No doubt Schmidhuber made important contributions, but I see him pop up claiming to be the 'root' of it all every couple of years.
Hinton did not invent backpropagation.
related paragraph from Wikipedia:
Modern backpropagation was first published by Seppo Linnainmaa as "reverse mode of automatic differentiation" (1970)[26] for discrete connected networks of nested differentiable functions.[27][28][29]
In 1982, Paul Werbos applied backpropagation to MLPs in the way that has become standard.
Paul Werbos did not apply backprop to MLPs as cleanly described in Hinton's paper, but rather to some kind of autoregressive non-linear parametrized functions with a much more specific application scope.
Both papers are direct applications of the chain rule applied to estimate the gradient of a multivariate function.
That's what bugs me about him. So much work has gone into today's models that calling his contributions "the root" isn't really warranted. He's always complaining that Hinton, LeCun, and Bengio get more credit than they deserve, and now he's over-claiming himself.
Both can be right.
They could be, but they really aren't.
Name a single aspect of something modern like the Transformer architecture or how it is trained, that is even indirectly attributable to Schmidhuber.
No doubt he'd be jumping up and down wanting to take credit for residual connections, but where was Schmidhuber in the ImageNet era when everyone else was discovering how to build deep neural nets? Why didn't Schmidhuber invent ResNets, but instead waited until someone else (Kaiming He) did, then claim credit for it?
I'll bet Schmidhuber isn't done with yet ... when someone eventually comes up with an architecture for AGI, Schmidhuber will come out of the woodwork and point to a note he made on a napkin in 1800 that predicted it all.
Surely the roots go back to Turing, Gödel, Hilbert, Frege, Leibniz, Aristoteles.
It's crazy to think that if Elon Musk hadn't mentioned Schmidhuber, most people would have no idea.
It's nauseating how all the researchers who happened to work for big tech got tons of media coverage but Schmidhuber and his team were getting zero coverage yet they made massive contributions. I bet there are many others not mentioned.
Nobody even knows about Frank Rosenblatt. It's insane how distorted our perception of innovation is.
Even science has been corrupted. It makes one doubt every story we're told about who invented what.
Yes, Rosenblatt is another good example. I recently looked deeper into the development of the perceptron and it's absolutely fascinating.
> Nobody even knows about Frank Rosenblatt.
Very Trump-like statement - "Not many people know this, but ...". Yes, I lot of people know this. Any class that even says a little about the history of NNs will talk about Rosenblatt and the Perceptron.
> Any class that even says a little about the history of NNs will talk about Rosenblatt and the Perceptron.
Sure.

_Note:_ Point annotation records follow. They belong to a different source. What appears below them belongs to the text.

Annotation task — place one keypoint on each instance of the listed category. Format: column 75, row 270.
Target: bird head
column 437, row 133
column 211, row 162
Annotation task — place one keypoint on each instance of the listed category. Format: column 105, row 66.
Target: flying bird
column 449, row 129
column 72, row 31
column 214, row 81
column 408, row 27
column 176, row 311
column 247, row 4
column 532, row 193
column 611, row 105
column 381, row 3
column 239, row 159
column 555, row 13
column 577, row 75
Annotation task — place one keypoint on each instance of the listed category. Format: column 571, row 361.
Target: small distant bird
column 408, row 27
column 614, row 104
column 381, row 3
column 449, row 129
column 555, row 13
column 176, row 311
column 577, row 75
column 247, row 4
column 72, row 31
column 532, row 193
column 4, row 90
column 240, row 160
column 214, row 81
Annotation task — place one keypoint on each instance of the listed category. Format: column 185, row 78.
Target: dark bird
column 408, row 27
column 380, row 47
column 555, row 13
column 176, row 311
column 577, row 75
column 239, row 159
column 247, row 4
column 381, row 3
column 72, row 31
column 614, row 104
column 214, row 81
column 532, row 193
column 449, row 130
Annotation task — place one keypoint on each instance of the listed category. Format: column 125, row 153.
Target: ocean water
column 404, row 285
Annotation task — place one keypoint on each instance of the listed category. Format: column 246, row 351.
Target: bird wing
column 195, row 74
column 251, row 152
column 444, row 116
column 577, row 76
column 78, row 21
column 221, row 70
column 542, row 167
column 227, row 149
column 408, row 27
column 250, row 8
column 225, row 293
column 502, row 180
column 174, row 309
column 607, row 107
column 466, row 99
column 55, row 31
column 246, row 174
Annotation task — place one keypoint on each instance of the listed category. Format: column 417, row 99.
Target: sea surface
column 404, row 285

I think it starts to get more interesting when the influences that Rosenblatt explicitly cites in his seminal Perceptron paper (e.g. Hayek) become part of the discussion (which rarely happens in my experience).
Instead of focusing on the future, EU is busy rewriting history to please some eccentric researcher that claims he invented it all.

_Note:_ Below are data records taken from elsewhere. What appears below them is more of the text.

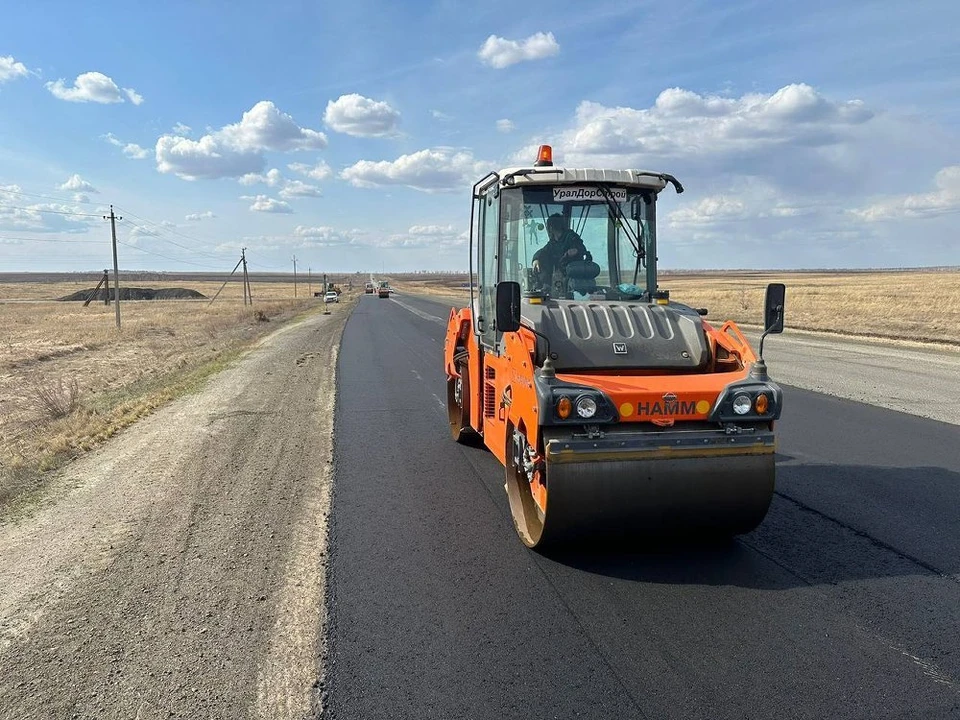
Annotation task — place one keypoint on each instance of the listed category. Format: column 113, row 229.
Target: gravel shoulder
column 179, row 570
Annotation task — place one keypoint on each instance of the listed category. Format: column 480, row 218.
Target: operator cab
column 579, row 235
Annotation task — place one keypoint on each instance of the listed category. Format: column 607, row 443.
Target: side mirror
column 773, row 308
column 508, row 306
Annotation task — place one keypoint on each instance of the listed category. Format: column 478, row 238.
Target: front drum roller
column 564, row 495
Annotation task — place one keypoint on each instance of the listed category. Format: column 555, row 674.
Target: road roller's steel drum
column 623, row 486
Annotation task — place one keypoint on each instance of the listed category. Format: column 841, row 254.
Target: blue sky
column 348, row 134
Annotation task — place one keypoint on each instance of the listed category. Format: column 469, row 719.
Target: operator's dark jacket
column 555, row 250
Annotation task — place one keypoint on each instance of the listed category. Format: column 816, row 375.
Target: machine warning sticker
column 587, row 193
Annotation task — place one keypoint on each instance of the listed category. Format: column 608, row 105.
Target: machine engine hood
column 612, row 335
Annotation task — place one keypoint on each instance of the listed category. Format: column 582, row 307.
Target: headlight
column 586, row 407
column 742, row 404
column 762, row 404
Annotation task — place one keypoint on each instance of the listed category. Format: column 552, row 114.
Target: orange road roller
column 615, row 410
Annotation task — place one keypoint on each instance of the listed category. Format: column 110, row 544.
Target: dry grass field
column 922, row 306
column 69, row 380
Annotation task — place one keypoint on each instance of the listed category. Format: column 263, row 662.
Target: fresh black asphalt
column 845, row 603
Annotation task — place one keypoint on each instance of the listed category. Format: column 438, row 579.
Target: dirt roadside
column 178, row 571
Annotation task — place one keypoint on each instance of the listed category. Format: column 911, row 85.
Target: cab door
column 489, row 214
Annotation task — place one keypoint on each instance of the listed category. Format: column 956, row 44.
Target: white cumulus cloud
column 272, row 178
column 10, row 69
column 432, row 170
column 238, row 149
column 360, row 116
column 320, row 171
column 298, row 188
column 684, row 123
column 131, row 150
column 499, row 52
column 945, row 199
column 75, row 183
column 135, row 97
column 93, row 87
column 263, row 203
column 325, row 236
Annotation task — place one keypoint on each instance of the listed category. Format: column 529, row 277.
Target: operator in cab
column 563, row 246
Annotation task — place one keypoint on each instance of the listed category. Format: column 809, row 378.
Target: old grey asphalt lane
column 844, row 603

How does the EU feature in TFA exactly?
There seems to be a coordinated push around Schmidhuber all around media in the EU, even LinkedIn is full of "random" posts about him in the past week.
You clearly aren't familiar with Schmidhuber if this kind of thing seems new to you. It's basically his thing.
Schmidhuber isn't in the EU, nor Switzerland at the moment.
Schmidhuber will NEVER stop trying to aggressively preserve his relevance and its endlessly amusing. Good for him.
I believe invention of Transformers and especially Attention mechanism do have influence from past research but its not definitely only the Schmidhuber's work. Said that, if we remove the papers mentioned by Schmidhuber from history, I am quite certain that there will be no influence in the discovery of Transformers, hence his works can not be the root. He has to grow up and accept that work and equations can appear similar, looking at inverse squared law and saying Newton stole that from someone is being dishonest.